During recall, graph expansion (step 3) traverses these edges to surface related facts the query didn't directly match. This mimics how human memory works: recalling one fact activates nearby neurons.
Consolidation
Like sleep consolidation in the human brain, Engram can merge clusters of similar episodic memories into stable semantic summaries. Call POST /api/consolidate to trigger it — or run it on a schedule.
Episodes that repeat a pattern (e.g., "user asked about deploys" appearing 5 times) are collapsed into a single semantic fact with boosted importance. The original episodes are archived, keeping the database lean while preserving knowledge.
Decay & retention
Decayed memories — those whose retention score has dropped below the archive threshold — are automatically excluded from vector search and recall. When you call recall_context, only live (non-archived) memories are returned.
The decay engine runs automatically every ENGRAM_DECAY_INTERVAL milliseconds (default: 1 hour) or can be triggered manually via POST /api/decay or the decay_sweep MCP tool. Each sweep:
- Evaluates all non-archived memories in batches
- Skips protected memories (high-importance semantics, recently accessed, pinned)
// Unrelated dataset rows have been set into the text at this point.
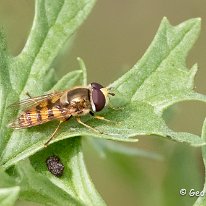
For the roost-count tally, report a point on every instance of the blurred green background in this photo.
(111, 41)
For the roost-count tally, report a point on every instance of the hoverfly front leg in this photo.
(86, 125)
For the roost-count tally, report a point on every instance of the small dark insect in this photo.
(55, 166)
(61, 106)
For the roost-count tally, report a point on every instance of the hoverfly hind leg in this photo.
(101, 117)
(86, 125)
(52, 135)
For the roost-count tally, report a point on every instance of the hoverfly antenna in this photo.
(111, 93)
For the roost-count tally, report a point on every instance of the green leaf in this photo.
(9, 191)
(38, 188)
(75, 180)
(9, 195)
(164, 61)
(201, 201)
(105, 147)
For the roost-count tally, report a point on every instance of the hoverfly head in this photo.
(99, 96)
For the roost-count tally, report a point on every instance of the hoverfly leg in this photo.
(114, 108)
(27, 93)
(52, 135)
(86, 125)
(99, 117)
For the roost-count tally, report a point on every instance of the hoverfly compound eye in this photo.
(98, 100)
(96, 85)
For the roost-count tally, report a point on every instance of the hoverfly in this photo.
(55, 166)
(61, 106)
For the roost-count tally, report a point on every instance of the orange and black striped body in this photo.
(45, 111)
(58, 106)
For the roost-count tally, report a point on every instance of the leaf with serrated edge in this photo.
(38, 188)
(75, 179)
(140, 117)
(201, 201)
(9, 195)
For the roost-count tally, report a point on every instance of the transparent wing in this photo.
(24, 120)
(31, 102)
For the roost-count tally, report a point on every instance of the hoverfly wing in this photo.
(31, 102)
(33, 116)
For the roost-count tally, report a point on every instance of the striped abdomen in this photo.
(42, 113)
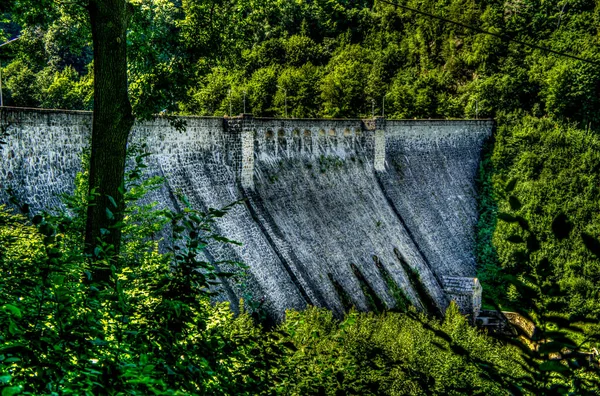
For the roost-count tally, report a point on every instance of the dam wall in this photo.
(335, 213)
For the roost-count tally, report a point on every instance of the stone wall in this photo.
(331, 208)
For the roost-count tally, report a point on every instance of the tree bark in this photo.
(111, 123)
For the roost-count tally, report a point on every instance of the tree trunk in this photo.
(111, 124)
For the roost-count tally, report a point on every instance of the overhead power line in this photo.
(501, 36)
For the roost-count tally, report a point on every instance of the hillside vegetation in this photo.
(538, 235)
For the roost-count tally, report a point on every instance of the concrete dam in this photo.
(335, 213)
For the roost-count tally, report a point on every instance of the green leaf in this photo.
(514, 203)
(112, 201)
(591, 244)
(552, 365)
(12, 309)
(510, 186)
(507, 217)
(12, 390)
(561, 227)
(515, 239)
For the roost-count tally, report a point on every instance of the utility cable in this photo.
(501, 36)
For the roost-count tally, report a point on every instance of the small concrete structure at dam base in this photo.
(363, 205)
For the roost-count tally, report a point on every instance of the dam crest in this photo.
(367, 213)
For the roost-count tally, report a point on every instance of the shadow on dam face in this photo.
(372, 214)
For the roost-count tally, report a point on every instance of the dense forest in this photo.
(537, 238)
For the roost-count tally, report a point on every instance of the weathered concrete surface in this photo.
(324, 199)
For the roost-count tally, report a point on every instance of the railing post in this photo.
(247, 174)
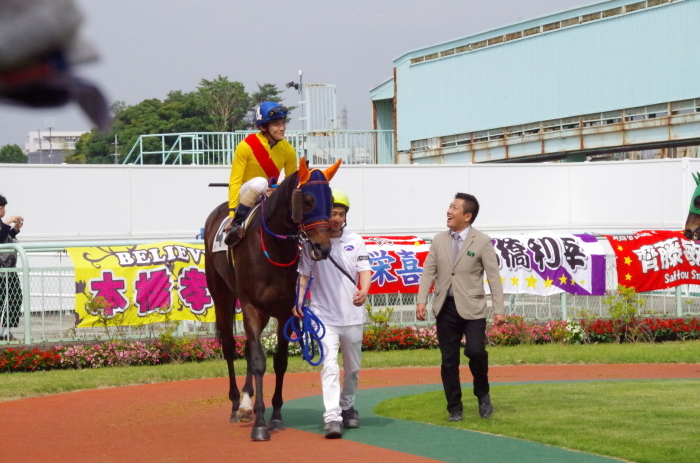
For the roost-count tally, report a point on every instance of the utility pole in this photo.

- Archives memories with retention score below threshold
- Progressively reduces importance on surviving memories
- Optionally triggers auto-consolidation of old episodic clusters
Auto-concepts
When a memory is stored without an explicit concept label, Engram extracts one automatically from the content (2–5 words). These labels appear as node names in the 3D visualization and help the knowledge graph stay navigable.